For ancient rabbis, medieval kabbalists and Renaissance writers like Judah Abarbanel, however, God split androgynous Adam and created Eve to relieve Adam’s loneliness and to allow satisfying physical contact between the sexes who could now reunite through their love and desire. Loving is repair, and it is constructive and God-like: It is the source of new life that extends divine creation and keeps God’s Image in the world. This is why the rabbis taught that “One who does not engage in procreation diminishes the Divine Presence,” and kabbalists believed that when done properly the unification of man and woman through sexual intercourse is a holy act that mirrors the unification of God.

Rothenberg paints a fascinating extended portrait of Rabbi Akiva, the most influential personality in Talmudic literature. Akiva is “the sage of love” who became a Torah giant out of his tender passion for the beautiful young Rachel (poignantly described in the Talmud). He ruled on many occasions that acts encouraging love between husband and wife overruled rabbinic ritual prohibitions, and his understanding of love shaped his halachic decisions on marriage and divorce. It was Akiva who rescued The Song of Songs from oblivion: “If the other biblical books are holy, The Song of Songs is The Holy of Holies.” Such was Akiva’s greatness that his rabbinic colleagues and subsequent Jewish tradition have followed him ever since on these issues.

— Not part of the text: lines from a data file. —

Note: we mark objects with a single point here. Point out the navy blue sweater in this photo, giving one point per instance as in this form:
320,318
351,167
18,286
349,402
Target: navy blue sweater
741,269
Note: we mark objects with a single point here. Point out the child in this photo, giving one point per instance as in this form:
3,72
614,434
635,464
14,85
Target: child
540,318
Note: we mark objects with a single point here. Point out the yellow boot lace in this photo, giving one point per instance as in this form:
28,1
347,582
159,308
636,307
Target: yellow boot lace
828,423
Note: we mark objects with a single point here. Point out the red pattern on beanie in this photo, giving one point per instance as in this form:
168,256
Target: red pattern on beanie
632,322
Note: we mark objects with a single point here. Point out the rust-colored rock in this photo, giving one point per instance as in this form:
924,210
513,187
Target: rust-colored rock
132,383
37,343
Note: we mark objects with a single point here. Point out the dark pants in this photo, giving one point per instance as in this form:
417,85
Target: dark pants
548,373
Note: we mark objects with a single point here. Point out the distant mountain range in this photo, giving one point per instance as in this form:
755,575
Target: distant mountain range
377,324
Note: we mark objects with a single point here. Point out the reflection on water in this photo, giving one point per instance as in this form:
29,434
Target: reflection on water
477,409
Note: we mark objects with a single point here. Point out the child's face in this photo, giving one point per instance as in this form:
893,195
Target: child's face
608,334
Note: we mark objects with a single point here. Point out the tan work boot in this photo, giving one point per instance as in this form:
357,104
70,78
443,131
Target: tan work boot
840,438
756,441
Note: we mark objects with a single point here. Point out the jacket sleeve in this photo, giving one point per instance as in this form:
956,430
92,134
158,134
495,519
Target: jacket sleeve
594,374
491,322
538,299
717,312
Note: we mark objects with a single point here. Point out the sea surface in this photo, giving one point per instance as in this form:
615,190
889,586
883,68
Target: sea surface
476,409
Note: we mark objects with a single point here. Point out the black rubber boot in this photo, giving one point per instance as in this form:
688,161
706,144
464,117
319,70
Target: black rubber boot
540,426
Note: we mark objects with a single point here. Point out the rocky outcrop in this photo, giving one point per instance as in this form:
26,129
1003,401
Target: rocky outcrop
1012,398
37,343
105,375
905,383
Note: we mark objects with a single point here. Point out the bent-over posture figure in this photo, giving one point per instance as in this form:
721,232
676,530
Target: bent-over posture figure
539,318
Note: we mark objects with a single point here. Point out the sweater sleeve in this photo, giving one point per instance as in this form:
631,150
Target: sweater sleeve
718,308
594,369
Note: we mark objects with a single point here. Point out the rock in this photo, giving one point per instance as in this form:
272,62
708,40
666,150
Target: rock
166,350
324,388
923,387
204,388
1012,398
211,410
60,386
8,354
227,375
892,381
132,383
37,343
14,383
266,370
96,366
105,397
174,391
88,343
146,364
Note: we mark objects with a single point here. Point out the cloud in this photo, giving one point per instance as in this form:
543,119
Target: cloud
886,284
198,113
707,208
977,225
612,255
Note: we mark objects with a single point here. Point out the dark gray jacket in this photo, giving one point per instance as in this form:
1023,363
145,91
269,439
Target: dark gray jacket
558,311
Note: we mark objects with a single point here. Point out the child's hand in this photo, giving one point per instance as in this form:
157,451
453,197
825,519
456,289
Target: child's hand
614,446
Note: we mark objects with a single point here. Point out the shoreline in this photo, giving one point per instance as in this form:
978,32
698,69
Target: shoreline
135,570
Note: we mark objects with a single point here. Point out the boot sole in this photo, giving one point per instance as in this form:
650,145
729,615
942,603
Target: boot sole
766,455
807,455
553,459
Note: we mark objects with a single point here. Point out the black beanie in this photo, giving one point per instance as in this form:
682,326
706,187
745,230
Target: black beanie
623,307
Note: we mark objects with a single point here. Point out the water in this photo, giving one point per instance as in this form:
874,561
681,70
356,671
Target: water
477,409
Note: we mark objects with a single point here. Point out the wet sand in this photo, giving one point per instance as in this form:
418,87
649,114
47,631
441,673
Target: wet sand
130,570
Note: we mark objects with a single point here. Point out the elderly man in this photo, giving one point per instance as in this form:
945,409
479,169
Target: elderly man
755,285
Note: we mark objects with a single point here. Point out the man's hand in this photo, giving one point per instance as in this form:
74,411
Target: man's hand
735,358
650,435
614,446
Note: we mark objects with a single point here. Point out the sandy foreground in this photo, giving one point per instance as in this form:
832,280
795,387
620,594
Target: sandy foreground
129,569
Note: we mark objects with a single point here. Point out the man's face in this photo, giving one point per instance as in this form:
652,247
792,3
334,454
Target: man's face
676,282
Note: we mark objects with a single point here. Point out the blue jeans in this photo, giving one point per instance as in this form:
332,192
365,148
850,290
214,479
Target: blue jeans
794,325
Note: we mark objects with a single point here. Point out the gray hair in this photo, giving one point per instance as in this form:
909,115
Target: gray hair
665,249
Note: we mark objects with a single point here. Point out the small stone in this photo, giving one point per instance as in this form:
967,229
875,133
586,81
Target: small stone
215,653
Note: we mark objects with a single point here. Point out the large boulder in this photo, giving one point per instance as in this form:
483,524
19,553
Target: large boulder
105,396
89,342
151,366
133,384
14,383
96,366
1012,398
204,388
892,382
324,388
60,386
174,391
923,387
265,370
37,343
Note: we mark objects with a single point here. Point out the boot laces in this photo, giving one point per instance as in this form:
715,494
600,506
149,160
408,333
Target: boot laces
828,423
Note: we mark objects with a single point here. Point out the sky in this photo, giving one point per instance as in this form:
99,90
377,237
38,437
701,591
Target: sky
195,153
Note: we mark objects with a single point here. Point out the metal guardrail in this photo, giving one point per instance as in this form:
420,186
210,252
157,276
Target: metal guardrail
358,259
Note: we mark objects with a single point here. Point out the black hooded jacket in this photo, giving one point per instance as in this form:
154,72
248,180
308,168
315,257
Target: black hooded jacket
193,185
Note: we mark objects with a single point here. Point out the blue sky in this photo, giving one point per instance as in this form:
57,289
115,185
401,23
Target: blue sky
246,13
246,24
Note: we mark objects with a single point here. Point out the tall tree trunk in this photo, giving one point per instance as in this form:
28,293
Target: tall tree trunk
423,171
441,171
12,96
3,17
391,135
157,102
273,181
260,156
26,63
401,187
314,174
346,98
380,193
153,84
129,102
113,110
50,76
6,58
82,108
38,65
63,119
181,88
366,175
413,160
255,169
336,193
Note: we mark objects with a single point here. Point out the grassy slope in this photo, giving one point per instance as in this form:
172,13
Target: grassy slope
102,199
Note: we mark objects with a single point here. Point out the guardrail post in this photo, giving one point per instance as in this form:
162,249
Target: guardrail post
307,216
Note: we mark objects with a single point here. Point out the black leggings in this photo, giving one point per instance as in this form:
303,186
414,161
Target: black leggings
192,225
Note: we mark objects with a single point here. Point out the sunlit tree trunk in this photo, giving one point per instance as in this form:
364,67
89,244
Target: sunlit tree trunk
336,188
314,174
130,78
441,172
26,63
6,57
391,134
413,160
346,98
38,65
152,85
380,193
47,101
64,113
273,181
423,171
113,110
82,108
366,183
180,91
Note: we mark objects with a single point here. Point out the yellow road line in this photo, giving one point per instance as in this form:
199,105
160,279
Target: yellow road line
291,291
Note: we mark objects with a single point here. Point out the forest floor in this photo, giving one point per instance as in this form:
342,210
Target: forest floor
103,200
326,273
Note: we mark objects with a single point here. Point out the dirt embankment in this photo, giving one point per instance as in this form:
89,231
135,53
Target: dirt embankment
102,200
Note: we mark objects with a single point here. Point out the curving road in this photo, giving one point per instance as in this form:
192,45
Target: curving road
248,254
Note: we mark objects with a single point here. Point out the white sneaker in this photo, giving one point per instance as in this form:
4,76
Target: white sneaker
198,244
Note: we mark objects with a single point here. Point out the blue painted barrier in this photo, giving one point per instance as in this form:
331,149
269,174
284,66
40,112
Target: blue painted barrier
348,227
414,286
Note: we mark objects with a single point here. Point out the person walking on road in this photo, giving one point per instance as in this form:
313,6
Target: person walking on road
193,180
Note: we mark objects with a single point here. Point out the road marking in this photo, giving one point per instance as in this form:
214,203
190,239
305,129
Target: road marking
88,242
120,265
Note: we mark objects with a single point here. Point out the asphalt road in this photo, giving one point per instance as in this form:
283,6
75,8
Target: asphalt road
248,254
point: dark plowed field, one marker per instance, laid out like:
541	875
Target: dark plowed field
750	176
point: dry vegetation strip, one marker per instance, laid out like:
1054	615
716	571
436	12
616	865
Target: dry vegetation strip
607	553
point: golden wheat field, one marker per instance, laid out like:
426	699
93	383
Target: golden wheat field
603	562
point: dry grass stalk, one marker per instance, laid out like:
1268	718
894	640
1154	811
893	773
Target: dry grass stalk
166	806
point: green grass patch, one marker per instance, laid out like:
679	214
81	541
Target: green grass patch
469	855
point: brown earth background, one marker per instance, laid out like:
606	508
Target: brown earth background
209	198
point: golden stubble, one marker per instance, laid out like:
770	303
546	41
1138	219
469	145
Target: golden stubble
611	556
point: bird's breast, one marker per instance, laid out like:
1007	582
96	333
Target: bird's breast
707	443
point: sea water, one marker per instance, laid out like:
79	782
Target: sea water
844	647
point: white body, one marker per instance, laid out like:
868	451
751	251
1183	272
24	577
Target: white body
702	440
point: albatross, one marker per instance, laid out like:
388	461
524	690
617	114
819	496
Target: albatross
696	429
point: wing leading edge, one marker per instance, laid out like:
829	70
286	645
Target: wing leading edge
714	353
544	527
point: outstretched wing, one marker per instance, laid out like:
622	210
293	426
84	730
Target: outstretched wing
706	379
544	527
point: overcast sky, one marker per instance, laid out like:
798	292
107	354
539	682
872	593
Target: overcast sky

Rothenberg’s love is not one of lust or permissiveness but of deep commitment to the personhood of those we love. On traditional grounds he argues for marriage being essential to spiritual development (for the rabbis, “a man without a woman is but a half-person”), for monogamy as the biblical and Talmudic ideal, for the positive value of sexual satisfaction and for balance between the hedonistic and ascetic life. Though no feminist, Rothenberg perceptively sees in full reciprocal love the ideal of the end to male exclusivity and superiority.

At first blush it is tempting to take Rothenberg’s paean to love lightly — perhaps as some tendentious new-age interpretation of Judaism and its rabbis. Yet Rothenberg presents his arguments and robust scholarship much too carefully for this assumption to stand. In the face of Rothenberg’s analysis it is clear that our skepticism is more a function of our cognitive dissonance than of knowing Jewish tradition adequately. Both Jews and Judaism deserve better than skepticism, and we have Rothenberg to thank for pointing us back to a healthy understanding of romantic love and the positive role it should play in our lives.

Eugene Korn is editor of Meorot-A Forum for Modern Orthodox Discourse and American director of the Center for Jewish-Christian Understanding and Cooperation in Efrat, Israel.